X-Message-Number: 16520
Date: Tue, 12 Jun 2001 12:08:26 -0400 (EDT)
From: Charles Platt <>
Subject: Swayze and Uninsurability

The case of Mr. Swayze is very difficult, I think, because there is such a
degree of hardship and it rouses so much empathy. If someone with AIDS
came to us and said, "I am desperate to be cryopreserved, but I am
uninsurable," a cryonics organization might respond, "We're really sorry,
but you should have made your cryonics arrangements before you engaged in
risky sexual activity. We cannot start giving our services away, because
it weakens the organization, which exists to protect people who were
provident and did make advance arrangements."

But quadriplegia is such a frightening condition, which we can easily
imagine happening to us (in a car crash, for instance); whereas AIDS,
despite efforts of activists to enlighten everyone, is still perceived as
something that happens to "other people." This is no longer correct, but
still, that seems to be the public perception.

Consequently it seems to me there is a powerful emotional component at
work here. You would not find this in a conventional business (such as
insurance). The business would simply say "No way!" and leave it at that.

This leads me again to the fact that cryonics is not run like a business.
We really need to be clear about what we're doing. If we are guided partly
by compassion, organizational guidelines should be revised to reflect
this, so that there is an existing set of principles to apply to "charity
cases," and all members of an organization are fully informed. If our sole
concern is fiscal integrity, we need to learn how to say no without
feeling guilty.

When I was given the task of picking a winner for the "Omni Immortality
Contest" (which was offering free membership and free cryopreservation), I
received three essays from people who were dying and were uninsurable, and
one especially moving essay from a man whose wife was dying, and he wanted
to donate his "free cryopreservation" to her. This put me in a position
which troubled me for months afterward. My job was to pick the "best"
essay. But if I ignored people's suffering, what did that make me? I tried
to reassure myself by reminding myself that cryonics offers only a chance
at future life, not a guarantee.

In the end I picked an essay written by a person who had been in a severe
car accident, leaving him scarred and in constant pain. He was hoping that
in the future, his pain could be eradicated with a new body. Thus, I tried
to salvage my conscience by choosing someone who was in genuine need.

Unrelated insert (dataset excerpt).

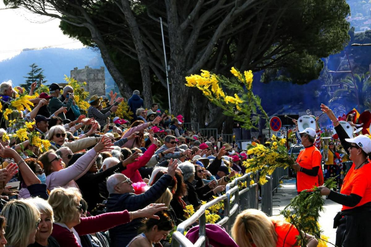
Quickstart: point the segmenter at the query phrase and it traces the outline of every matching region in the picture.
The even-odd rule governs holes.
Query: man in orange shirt
[[[322,156],[319,150],[313,145],[316,140],[316,131],[311,128],[307,128],[299,134],[304,149],[300,151],[296,163],[292,166],[298,172],[298,194],[304,190],[311,191],[313,186],[322,185],[318,184],[317,176],[321,168]]]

And what happened? He procrastinated for more than a year, about signing
up, even though everything was free. And after he became an Alcor
member--he disappeared! No forwarding address. Evidently in his case, we
couldn't even give cryonics away.

These are just some of the complexities and paradoxes to which we open
ourselves, when we start making decisions on the basis of emotional
factors as well as business factors.